Now here’s a record with a story; well, two stories. Bert Sommer should’ve been a star. As a teenager he ran with a crowd that included members of the Left Banke of “Walk Away Renee” fame; in fact, for a short time he was in the Left Banke along with actor-comedian Michael McKean. After that he spent a little time with Mountain’s Leslie West, and then it was off to musical theater where he starred as Woof in Hair.
But Sommer’s big break came courtesy of friend and producer Artie Kornfeld, who also co-produced the Woodstock festival. Kornfeld put his buddy on the first day’s bill, where he followed the band Sweetwater as the festival’s third act. The 20 year-old was unknown to the Woodstock crowd, playing with a band he recruited through an ad in the Village Voice, yet according to many eyewitness reports his short set received a standing ovation.

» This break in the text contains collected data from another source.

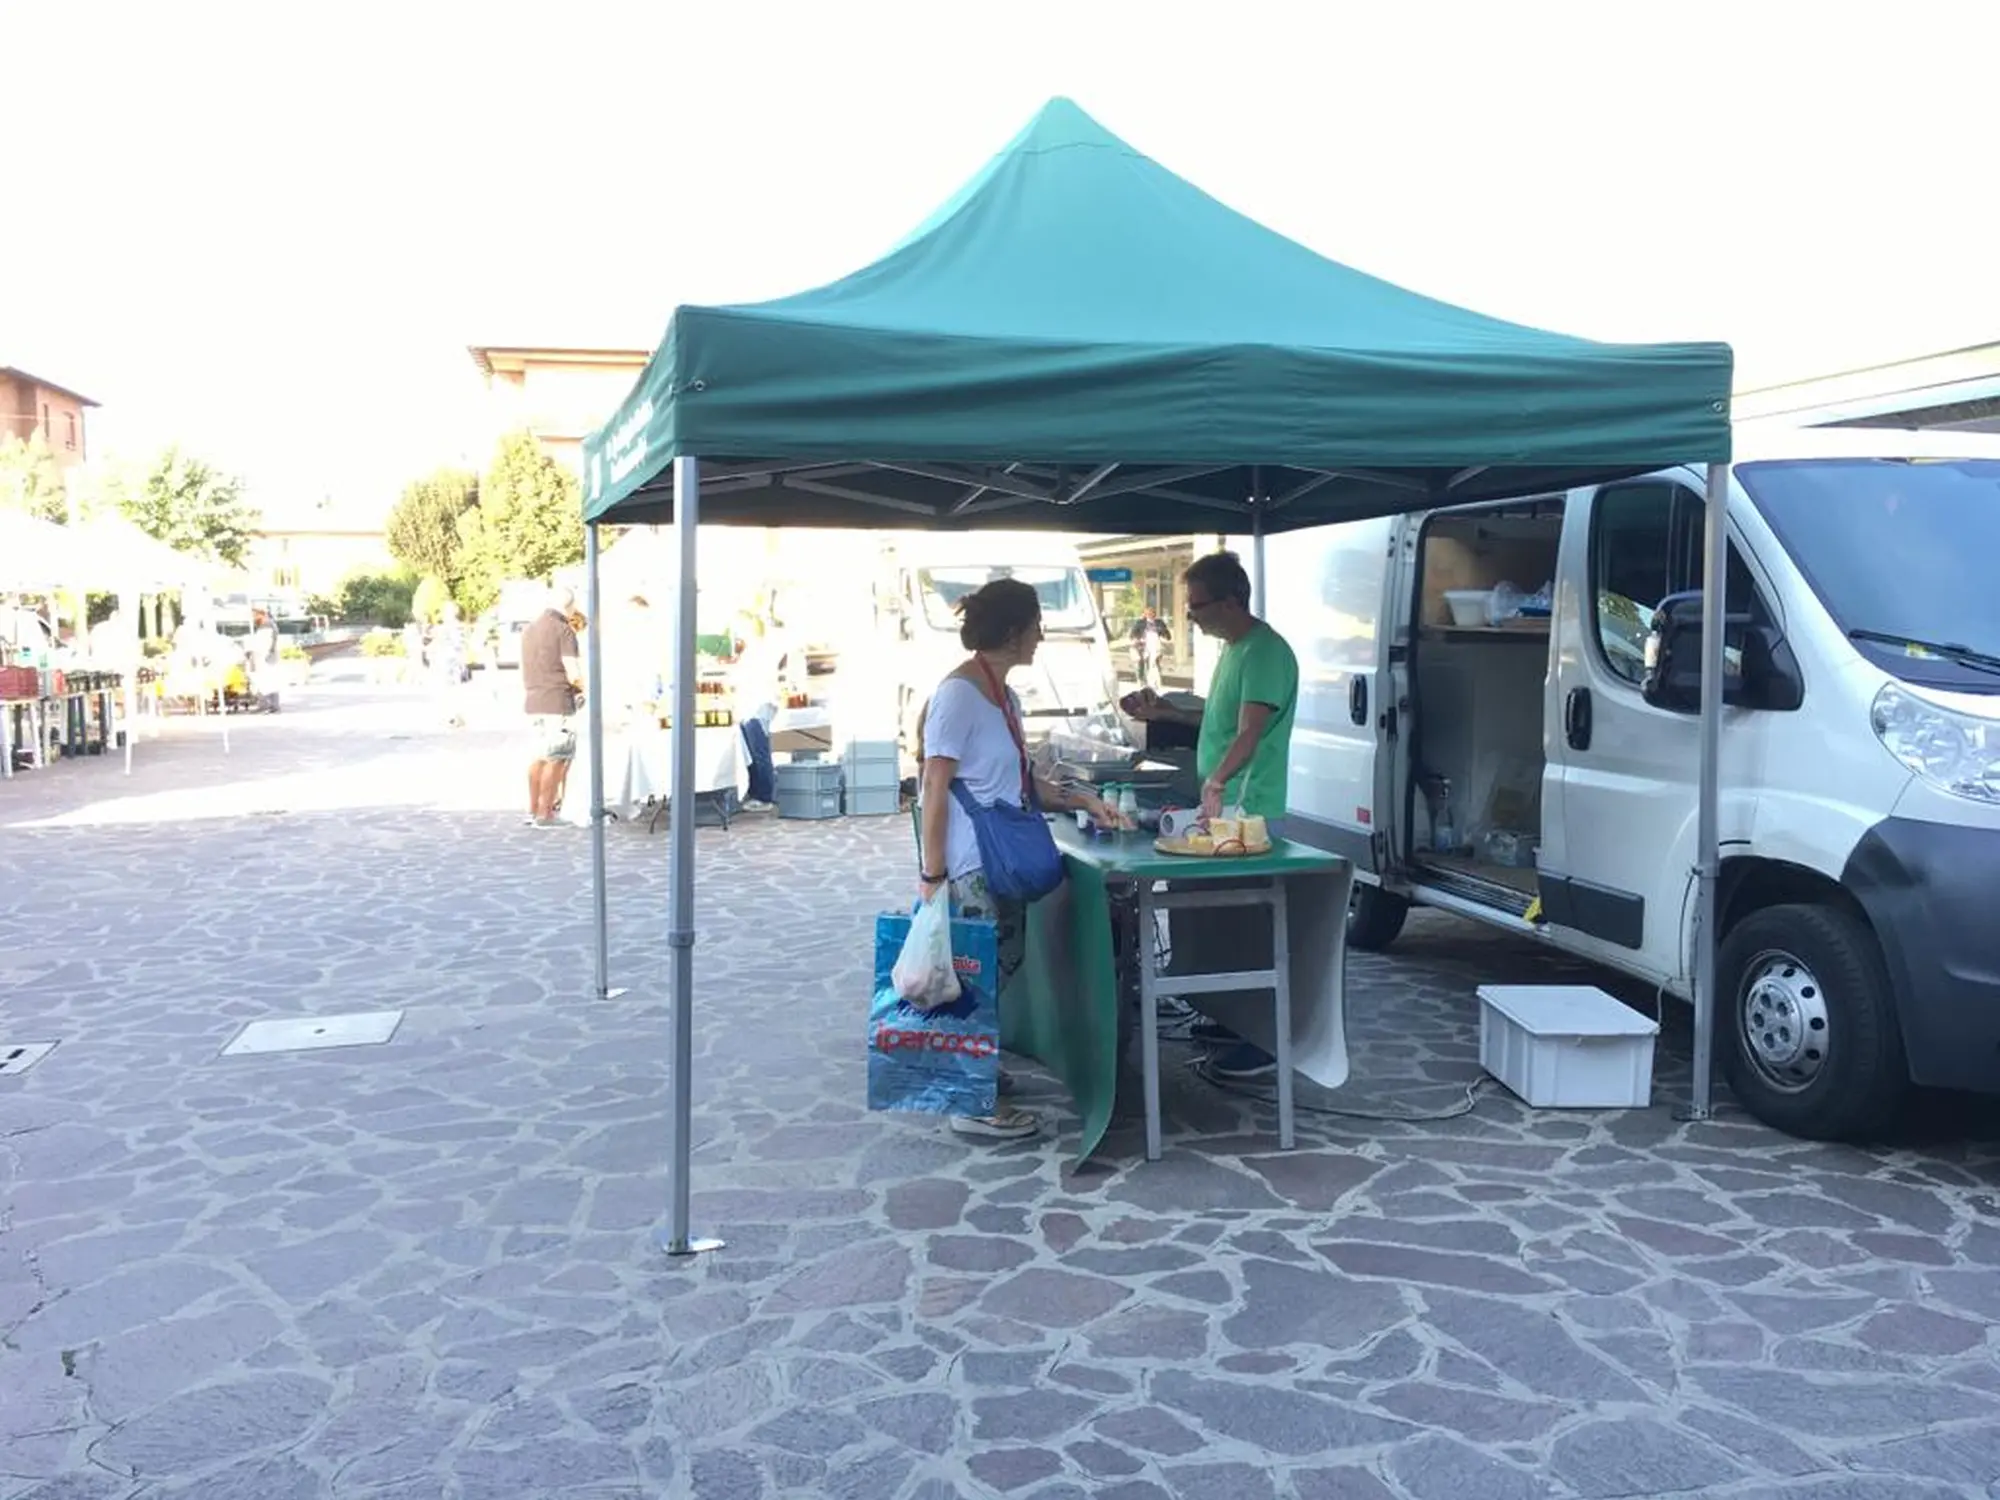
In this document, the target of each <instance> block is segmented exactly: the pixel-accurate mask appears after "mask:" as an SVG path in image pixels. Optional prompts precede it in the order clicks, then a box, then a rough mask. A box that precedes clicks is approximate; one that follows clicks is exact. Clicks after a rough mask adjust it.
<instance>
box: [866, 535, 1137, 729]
mask: <svg viewBox="0 0 2000 1500" xmlns="http://www.w3.org/2000/svg"><path fill="white" fill-rule="evenodd" d="M994 578H1020V580H1022V582H1026V584H1034V588H1036V592H1038V594H1040V596H1042V646H1040V650H1036V654H1034V666H1028V668H1020V670H1016V672H1014V674H1010V678H1008V686H1012V688H1014V692H1018V694H1020V706H1022V730H1024V732H1026V736H1028V740H1030V742H1038V740H1046V738H1048V734H1050V732H1052V730H1056V728H1062V726H1064V724H1080V722H1082V720H1084V718H1086V716H1090V714H1110V712H1112V702H1114V698H1116V692H1118V682H1116V676H1114V670H1112V652H1110V638H1108V636H1106V632H1104V618H1102V616H1100V614H1098V600H1096V592H1094V590H1092V588H1090V578H1088V574H1086V572H1084V564H1082V560H1080V558H1078V554H1076V538H1074V536H1060V534H1056V536H1050V534H1040V532H982V534H950V532H944V534H940V532H912V534H896V536H894V538H892V540H888V542H884V544H882V562H880V572H878V580H876V622H878V630H880V632H882V634H884V636H886V640H888V650H890V654H892V662H894V678H896V690H898V698H896V702H898V724H900V728H902V734H904V742H906V744H908V746H910V748H912V752H914V748H916V720H918V714H920V712H922V708H924V704H928V702H930V692H932V688H936V686H938V682H942V680H944V676H946V674H948V672H950V670H952V668H954V666H958V664H960V662H962V660H966V648H964V646H960V644H958V614H956V612H954V606H956V604H958V600H960V598H964V596H966V594H970V592H972V590H974V588H980V586H982V584H988V582H992V580H994Z"/></svg>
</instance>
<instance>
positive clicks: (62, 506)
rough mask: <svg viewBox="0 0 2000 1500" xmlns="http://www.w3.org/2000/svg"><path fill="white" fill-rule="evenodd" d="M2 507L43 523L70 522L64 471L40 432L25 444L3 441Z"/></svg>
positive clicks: (0, 486) (1, 440)
mask: <svg viewBox="0 0 2000 1500" xmlns="http://www.w3.org/2000/svg"><path fill="white" fill-rule="evenodd" d="M0 506H6V508H8V510H26V512H28V514H30V516H40V518H42V520H68V518H70V502H68V496H66V494H64V488H62V470H60V468H58V466H56V456H54V454H52V452H50V450H48V444H46V442H44V440H42V434H40V432H36V434H34V436H32V438H28V440H26V442H22V440H20V438H14V436H6V438H0Z"/></svg>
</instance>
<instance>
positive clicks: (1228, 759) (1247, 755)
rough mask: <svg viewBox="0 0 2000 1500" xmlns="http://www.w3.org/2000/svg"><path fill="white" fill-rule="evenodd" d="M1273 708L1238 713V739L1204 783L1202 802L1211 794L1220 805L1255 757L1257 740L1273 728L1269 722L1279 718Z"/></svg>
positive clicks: (1247, 710)
mask: <svg viewBox="0 0 2000 1500" xmlns="http://www.w3.org/2000/svg"><path fill="white" fill-rule="evenodd" d="M1276 712H1278V710H1276V708H1274V706H1272V704H1248V702H1246V704H1244V706H1242V708H1240V710H1236V738H1232V740H1230V748H1228V750H1224V752H1222V760H1218V762H1216V768H1214V770H1212V772H1210V774H1208V780H1206V782H1202V798H1204V800H1208V796H1210V794H1212V796H1214V798H1216V800H1218V802H1220V800H1222V796H1224V792H1226V790H1228V784H1230V782H1232V780H1234V778H1236V774H1238V772H1240V770H1242V768H1244V766H1248V764H1250V756H1254V754H1256V746H1258V740H1262V738H1264V730H1266V728H1270V720H1272V718H1274V716H1276Z"/></svg>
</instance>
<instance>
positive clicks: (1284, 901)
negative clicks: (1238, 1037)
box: [1270, 876, 1294, 1152]
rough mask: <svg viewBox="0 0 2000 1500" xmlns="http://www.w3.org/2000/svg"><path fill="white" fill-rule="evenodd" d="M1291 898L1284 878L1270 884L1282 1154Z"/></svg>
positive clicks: (1280, 1141) (1288, 1096) (1285, 1148)
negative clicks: (1287, 891) (1277, 1040)
mask: <svg viewBox="0 0 2000 1500" xmlns="http://www.w3.org/2000/svg"><path fill="white" fill-rule="evenodd" d="M1288 906H1290V898H1288V894H1286V880H1284V876H1276V878H1272V882H1270V966H1272V986H1270V994H1272V1008H1274V1010H1276V1016H1274V1020H1276V1032H1278V1046H1276V1048H1274V1052H1276V1056H1278V1150H1286V1152H1288V1150H1292V1144H1294V1134H1292V934H1290V922H1288V920H1286V918H1288Z"/></svg>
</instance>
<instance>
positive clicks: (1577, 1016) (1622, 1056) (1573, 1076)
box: [1478, 984, 1660, 1110]
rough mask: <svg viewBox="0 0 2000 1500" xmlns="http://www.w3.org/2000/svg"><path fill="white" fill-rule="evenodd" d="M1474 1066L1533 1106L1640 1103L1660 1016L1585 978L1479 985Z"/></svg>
mask: <svg viewBox="0 0 2000 1500" xmlns="http://www.w3.org/2000/svg"><path fill="white" fill-rule="evenodd" d="M1478 996H1480V1066H1482V1068H1486V1072H1490V1074H1492V1076H1494V1078H1498V1080H1500V1082H1502V1084H1506V1086H1508V1088H1510V1090H1512V1092H1514V1094H1518V1096H1520V1098H1522V1100H1524V1102H1526V1104H1530V1106H1532V1108H1536V1110H1644V1108H1646V1106H1648V1104H1652V1048H1654V1040H1656V1038H1658V1036H1660V1022H1656V1020H1654V1018H1652V1016H1642V1014H1638V1012H1636V1010H1632V1008H1630V1006H1624V1004H1620V1002H1618V1000H1614V998H1612V996H1608V994H1604V990H1596V988H1592V986H1588V984H1482V986H1480V990H1478Z"/></svg>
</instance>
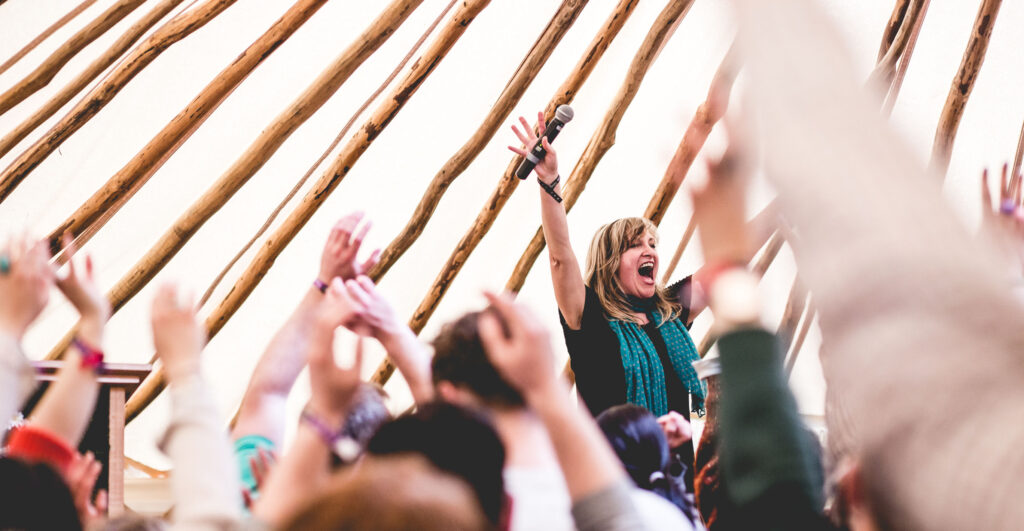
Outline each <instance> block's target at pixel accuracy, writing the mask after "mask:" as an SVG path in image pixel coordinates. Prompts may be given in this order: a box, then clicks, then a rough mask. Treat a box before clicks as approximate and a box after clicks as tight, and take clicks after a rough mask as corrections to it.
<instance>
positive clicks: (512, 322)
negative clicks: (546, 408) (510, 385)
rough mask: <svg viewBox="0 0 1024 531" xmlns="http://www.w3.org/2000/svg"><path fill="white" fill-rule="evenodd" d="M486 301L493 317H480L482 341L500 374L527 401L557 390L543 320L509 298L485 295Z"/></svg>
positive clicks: (507, 297)
mask: <svg viewBox="0 0 1024 531" xmlns="http://www.w3.org/2000/svg"><path fill="white" fill-rule="evenodd" d="M484 297H486V298H487V301H489V302H490V305H492V308H493V309H494V310H493V312H494V313H492V311H485V312H484V313H483V314H482V315H481V316H480V323H479V327H480V340H481V342H482V343H483V348H484V350H486V352H487V357H489V358H490V362H492V363H494V364H495V367H497V368H498V371H499V372H501V374H502V375H503V377H505V379H506V380H507V381H508V382H509V384H511V385H513V386H515V387H516V388H517V389H518V390H519V391H521V392H522V394H523V397H524V398H526V400H530V398H531V397H532V396H538V395H541V394H543V393H545V392H547V391H551V390H552V389H557V386H558V380H557V378H558V377H557V374H556V373H555V369H554V353H553V352H552V350H551V339H550V338H549V335H548V330H547V329H546V328H545V327H544V325H543V324H541V321H540V319H538V318H537V316H536V315H534V314H532V313H531V312H529V310H527V309H526V307H525V306H522V305H520V304H516V303H515V302H514V301H513V300H512V298H511V297H509V296H508V295H506V294H502V295H497V294H493V293H484ZM499 319H501V320H504V321H505V325H506V326H504V327H503V325H502V322H501V320H499ZM503 328H504V329H503ZM506 331H507V334H506Z"/></svg>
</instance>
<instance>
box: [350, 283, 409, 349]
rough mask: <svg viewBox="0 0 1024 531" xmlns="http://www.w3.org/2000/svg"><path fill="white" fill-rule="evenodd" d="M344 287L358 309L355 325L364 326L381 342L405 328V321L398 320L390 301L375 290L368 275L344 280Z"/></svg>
mask: <svg viewBox="0 0 1024 531" xmlns="http://www.w3.org/2000/svg"><path fill="white" fill-rule="evenodd" d="M345 289H346V290H347V293H348V296H349V298H350V299H351V300H352V301H353V302H354V303H355V305H356V307H357V308H359V309H360V312H359V317H358V319H357V320H356V321H355V322H354V326H355V327H360V326H364V327H365V328H366V329H368V330H369V333H370V335H372V336H373V337H374V338H375V339H376V340H377V341H380V342H382V343H383V342H384V340H385V339H387V338H388V337H392V336H395V335H397V334H399V333H401V331H403V330H404V329H406V328H407V326H406V323H403V322H401V321H399V320H398V317H397V315H395V313H394V308H393V307H392V306H391V303H389V302H388V301H387V299H385V298H384V296H383V295H382V294H381V293H380V292H379V291H377V286H376V285H374V281H373V280H371V279H370V277H369V276H366V275H359V276H358V277H357V278H355V279H354V280H348V281H346V282H345Z"/></svg>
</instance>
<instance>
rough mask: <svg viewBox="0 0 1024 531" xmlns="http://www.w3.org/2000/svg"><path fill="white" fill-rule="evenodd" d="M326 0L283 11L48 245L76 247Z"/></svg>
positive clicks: (70, 218)
mask: <svg viewBox="0 0 1024 531" xmlns="http://www.w3.org/2000/svg"><path fill="white" fill-rule="evenodd" d="M325 3H327V0H297V1H296V2H295V3H294V4H292V6H291V7H290V8H288V10H287V11H285V14H283V15H282V16H281V18H278V20H275V21H274V23H273V24H272V25H270V28H268V29H267V30H266V31H265V32H264V33H263V34H262V35H260V36H259V38H257V39H256V40H255V41H253V43H252V44H250V45H249V46H248V47H247V48H246V49H245V50H244V51H243V52H242V53H241V54H239V56H238V57H237V58H236V59H234V60H232V61H231V62H230V63H229V64H228V65H227V67H226V68H224V70H222V71H220V73H218V74H217V75H216V76H214V78H213V80H212V81H210V83H209V84H207V86H206V87H204V88H203V90H201V91H200V93H199V94H198V95H197V96H196V97H195V98H193V100H191V101H189V102H188V104H187V105H185V107H184V108H182V109H181V112H180V113H178V115H177V116H176V117H174V118H173V119H172V120H171V121H170V122H168V123H167V125H166V126H164V128H163V129H161V130H160V132H159V133H157V135H156V136H154V137H153V139H151V140H150V142H148V143H146V144H145V146H144V147H142V149H140V150H139V151H138V152H137V153H136V154H135V157H133V158H132V159H131V161H128V164H126V165H125V166H124V167H122V168H121V170H119V171H118V172H117V173H116V174H114V176H113V177H111V179H110V180H108V181H106V184H104V185H103V186H102V187H101V188H100V189H98V190H96V191H95V192H94V193H93V194H92V196H91V197H89V198H88V200H87V201H86V202H85V203H84V204H82V206H81V207H79V208H78V210H76V211H75V212H74V213H73V214H72V215H71V216H69V217H68V219H67V220H65V222H63V223H61V224H60V225H58V226H57V227H56V228H55V229H53V231H52V232H50V235H49V238H50V245H51V247H52V248H56V247H57V246H59V245H60V241H61V238H62V235H63V234H66V233H68V232H71V233H72V234H74V235H75V242H76V246H77V247H78V248H79V249H81V248H82V247H84V246H85V244H86V242H87V241H88V240H89V239H90V238H91V237H92V236H93V235H95V233H96V232H98V231H99V229H100V228H102V227H103V225H105V224H106V222H108V221H110V220H111V218H113V217H114V215H115V214H117V213H118V212H119V211H120V210H121V209H122V207H124V206H125V205H126V204H127V203H128V200H130V198H131V197H133V196H134V195H135V193H137V192H138V190H139V189H141V188H142V186H143V185H145V183H146V182H148V180H150V178H151V177H153V175H154V174H155V173H157V171H158V170H159V169H160V168H161V167H162V166H163V165H164V163H165V162H167V160H168V159H170V158H171V156H172V154H174V152H175V151H177V149H178V147H180V146H181V144H183V143H184V142H185V140H187V139H188V138H189V137H190V136H191V135H193V134H194V133H195V132H196V131H197V130H198V129H199V128H200V126H202V125H203V124H204V123H205V122H206V120H207V119H208V118H210V115H212V114H213V112H214V110H216V109H217V107H218V106H220V104H221V103H223V102H224V100H225V99H227V96H229V95H230V94H231V93H232V92H234V89H237V88H238V87H239V85H241V84H242V82H243V81H245V79H246V78H248V77H249V75H250V74H252V73H253V71H255V70H256V68H257V67H259V65H260V64H262V63H263V61H264V60H266V58H267V57H269V56H270V55H271V54H272V53H273V52H274V50H276V49H278V48H279V47H280V46H281V45H282V44H284V43H285V41H287V40H288V38H289V37H291V36H292V35H294V34H295V32H296V31H298V29H299V28H301V27H302V25H304V24H305V23H306V21H307V20H309V18H310V17H311V16H312V15H313V14H314V13H315V12H316V11H317V10H319V8H321V7H323V6H324V4H325Z"/></svg>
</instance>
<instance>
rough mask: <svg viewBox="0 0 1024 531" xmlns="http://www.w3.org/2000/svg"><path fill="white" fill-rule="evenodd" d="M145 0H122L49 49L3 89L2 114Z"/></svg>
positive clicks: (117, 23)
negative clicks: (3, 91)
mask: <svg viewBox="0 0 1024 531" xmlns="http://www.w3.org/2000/svg"><path fill="white" fill-rule="evenodd" d="M144 1H145V0H119V1H118V2H117V3H115V4H114V5H112V6H110V7H108V8H106V10H105V11H103V12H102V13H100V14H99V15H98V16H96V17H95V18H93V19H92V20H91V21H90V23H89V24H87V25H86V26H85V28H82V29H81V30H79V31H78V32H76V33H75V35H72V36H71V38H70V39H68V40H67V41H66V42H65V43H63V44H61V45H60V46H59V47H57V49H55V50H53V53H50V55H49V56H47V57H46V58H45V59H44V60H43V62H42V63H41V64H40V65H39V67H36V70H34V71H32V72H31V73H29V75H27V76H26V77H25V78H22V80H20V81H18V82H17V83H15V84H14V85H13V86H12V87H11V88H9V89H7V90H6V91H4V93H3V94H0V116H2V115H3V114H4V113H6V112H8V110H10V109H11V107H13V106H14V105H16V104H18V103H20V102H22V101H24V100H25V98H27V97H29V96H31V95H33V94H35V93H36V91H38V90H39V89H41V88H43V87H45V86H46V85H48V84H49V82H50V80H52V79H53V77H54V76H56V75H57V73H58V72H60V69H62V68H63V65H65V64H67V63H68V61H69V60H71V59H72V57H74V56H75V55H77V54H78V52H80V51H82V49H83V48H85V47H86V46H88V45H89V43H91V42H92V41H94V40H96V39H98V38H99V37H100V36H101V35H103V34H104V33H106V30H110V29H111V28H112V27H114V25H116V24H118V23H119V21H121V19H122V18H124V17H125V16H127V15H128V13H130V12H132V11H134V10H135V8H136V7H138V6H140V5H142V2H144Z"/></svg>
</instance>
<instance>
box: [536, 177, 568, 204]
mask: <svg viewBox="0 0 1024 531" xmlns="http://www.w3.org/2000/svg"><path fill="white" fill-rule="evenodd" d="M561 178H562V176H561V175H556V176H555V180H553V181H551V184H548V183H546V182H544V181H542V180H541V177H538V178H537V183H538V184H540V185H541V188H543V189H544V191H546V192H548V195H551V198H553V200H555V202H556V203H561V202H562V196H561V195H559V194H558V192H557V191H555V186H557V185H558V181H560V180H561Z"/></svg>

Sommer spent the rest of the festival kicking around both backstage and among the crowd. A cheapy paperback rushed out after the festival features a photo of Bert and his big Afro seated on one of the lighting towers, watching the show.
But Woodstock didn’t catapult the young performer to the next level of stardom, though he did manage to capitalize on his moment in the sun at least a little bit. As Melanie wrote “Candles in the Rain” about her Woodstock experience, Sommer wrote “We’re All Playing in the Same Band” about his. It was the closest he ever came to having a hit record, cracking the top 50 and allegedly selling 400,000 copies.
So that’s one story about this particular record from my stacks, but it’s not the best one.
Every Saturday I make the rounds of my local record stores. I flip through the bins and I usually end up buying something, but mostly I go to see my friends. That’s my interpretation of our relationship. It’s quite likely that if you ask the guys who work at those stores about me they probably wouldn’t know who I was without some some hints and maybe a police sketch, at which point they’d describe our relationship as, “Yeah, I think he comes in here sometimes.”
I’m okay with that. The reason that I enjoy hanging out for a little while is that I get to talk to people who share my interest in what really is trivial nonsense, and that’s close enough to friendship for me. How many different printings of Thomas Dolby’s The Golden Age of Wireless were released? Normal humans don’t care but I do, and so do record store guys, so I flip through the stacks and I make a little small talk and I feel like a normal person for a little while.
This Saturday I was standing at the counter talking to my buddy Jim about a Winos 45 that he had hanging on the wall. “That’s a really low Rhino catalog number, RNOR-002. Do you think that’s the second single they ever released?” I asked.
“Yeah, I think so,” Jim said, never looking up from the handful of singles that he was sorting through. “Hey, here’s one for you,” he said, and he tossed a 45 on top of the CDs stacked on the counter.
“What the hell? Did this just come in?” I asked.
“Well, it’s going right back out.”
“Yeah, I figured it wouldn’t make it to the bins.”
“Wait, is this a white label promo?”
“Yeah, and it’s still in its original sleeve. ABC always put their promos in these picture sleeves so that they could promote their new album releases, too. I have a bunch of those,” Jim said.
“Okay, man. How much are you going to stick me for?” I asked.
“Nothing, it’s yours.”
“Take it. You’re a Bert Sommer fan, right? What are the chances of you walking in on the same day a Bert Sommer white label promo comes in the door? I’ve never had one come in before. That’s for you.”
The dollar value of this record isn’t that great, but that’s not the point. The song itself isn’t one of Sommer’s best, and that’s irrelevant, too. Why it matters is that a friend of mine knew that I would appreciate it, and although it was in his best interest to sell it to me he chose instead to give it to me. That makes it one of the most valuable records in my stacks.
Want your own white label promo copy of “We’re All Playing In the Same Band”? You can pick up one online for around five bucks, or you can get off your ass, stop with the music streaming crap, and go make a friend. Either way, happy hunting.